To prevent peaks being cut by the boundaries of bins, which is an often-observed effect in the case of equidistant binning, methods have been proposed, which are based on non-equidistant spacing of bins. In the ideal case, the borders of the bins are adjusted in a way that bins cover only complete peaks including all possible locations of the peaks. This means that the bin width depends on the width of the peak shape and on the shift width of the peak. An example is shown in the figure. None of the peaks is cut by the bin boundaries. The width of the bin covering the peak of para-hydroxyphenylacetate (locate at 3.455 ppm) is narrow, as the peak does not shift. On the other side, the triplet of taurine is quite wide and shows extensive shifts. Therefore, the corresponding bin is very wide (from 3.386 ppm to 3,448 ppm).
The binning shown in the figure is based on positioning the borders of the bins on local minima of the mean spectrum of the complete sample set of 690 spectra. The considerable number of spectra results in a very smooth spectrum. Therefore, the local minima separate well between shifting peaks while conserving each peak in a bin. For static peaks, the hyperfine structure is split into separate bins. Overall, 604 bins were generated in this case for the spectral range of 0 ppm to 10 ppm with the water peak excluded.
Non-equidistant binning applied to a set of 1H-NMR spectra of 30 samples from a human metabonomic study. The bin borders are marked by blue lines . It is visible, that the taurine peak (triplets marked with a red arrows) does not shift between bins but is located within a wide bin.
The unequal bin width also has some fundamental consequences for the subsequent data analysis. For the example discussed above, the bin width varied between 0.0014 ppm and 0.46 ppm (broad peak of urea). If no further processing of the spectrum is performed, data points belonging to different bins influence the subsequent data analysis to a different extent. For example, a data point of a very small bin has a higher influence than a data point of a very wide bin. If the subsequent data analysis should represent the data points of the raw spectra as adequate as possible, it might be appropriate to scale the integral of the bins by the inverse of the bin width. On the other side, each bin represents one single signal in the ideal case. Therefore the integral of a bin represents the “proton concentration” and with it the concentration of the metabolite behind the signal. Thus, no further scaling is needed, if the data analysis should reveal concentrations of metabolites and changes of concentrations of metabolites.
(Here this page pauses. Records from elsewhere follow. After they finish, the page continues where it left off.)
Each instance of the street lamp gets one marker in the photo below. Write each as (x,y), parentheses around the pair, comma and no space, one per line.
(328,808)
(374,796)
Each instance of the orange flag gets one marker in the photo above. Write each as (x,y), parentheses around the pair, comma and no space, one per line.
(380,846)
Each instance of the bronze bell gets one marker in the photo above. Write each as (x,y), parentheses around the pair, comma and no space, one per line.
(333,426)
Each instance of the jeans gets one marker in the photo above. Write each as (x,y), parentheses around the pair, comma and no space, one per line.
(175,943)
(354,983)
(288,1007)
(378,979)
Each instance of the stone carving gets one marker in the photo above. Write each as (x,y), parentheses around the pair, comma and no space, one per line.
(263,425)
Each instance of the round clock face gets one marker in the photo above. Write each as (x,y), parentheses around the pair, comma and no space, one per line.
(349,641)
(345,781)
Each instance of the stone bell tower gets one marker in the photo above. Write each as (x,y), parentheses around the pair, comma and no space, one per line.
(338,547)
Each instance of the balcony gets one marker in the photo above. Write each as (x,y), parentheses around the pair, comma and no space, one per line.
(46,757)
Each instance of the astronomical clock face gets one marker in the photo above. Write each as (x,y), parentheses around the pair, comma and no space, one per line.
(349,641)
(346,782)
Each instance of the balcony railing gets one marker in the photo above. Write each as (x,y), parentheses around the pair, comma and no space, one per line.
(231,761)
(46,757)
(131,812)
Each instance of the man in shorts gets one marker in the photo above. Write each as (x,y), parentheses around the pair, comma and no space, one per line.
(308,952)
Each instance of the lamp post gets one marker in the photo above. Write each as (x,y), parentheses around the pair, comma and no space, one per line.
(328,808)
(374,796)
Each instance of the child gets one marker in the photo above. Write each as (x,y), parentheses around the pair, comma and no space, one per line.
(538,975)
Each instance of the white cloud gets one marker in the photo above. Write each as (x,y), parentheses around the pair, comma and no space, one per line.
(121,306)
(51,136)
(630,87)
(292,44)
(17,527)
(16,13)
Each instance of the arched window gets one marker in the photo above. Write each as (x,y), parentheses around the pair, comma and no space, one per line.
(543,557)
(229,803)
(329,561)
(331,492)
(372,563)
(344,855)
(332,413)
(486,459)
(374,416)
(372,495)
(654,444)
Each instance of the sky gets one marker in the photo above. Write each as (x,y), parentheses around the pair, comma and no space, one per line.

A combination of equidistant binning and non-equidistant binning has been proposed and applied in metabonomics studies recently ,, . This method starts with the traditional bucket size of 0.04 ppm and allows adjusting the borders by 50% resulting in a bucket width between 0.02 ppm and 0.06 ppm. The adjustment is based on finding local minima of a sum of spectra or of a skyline projection of spectra.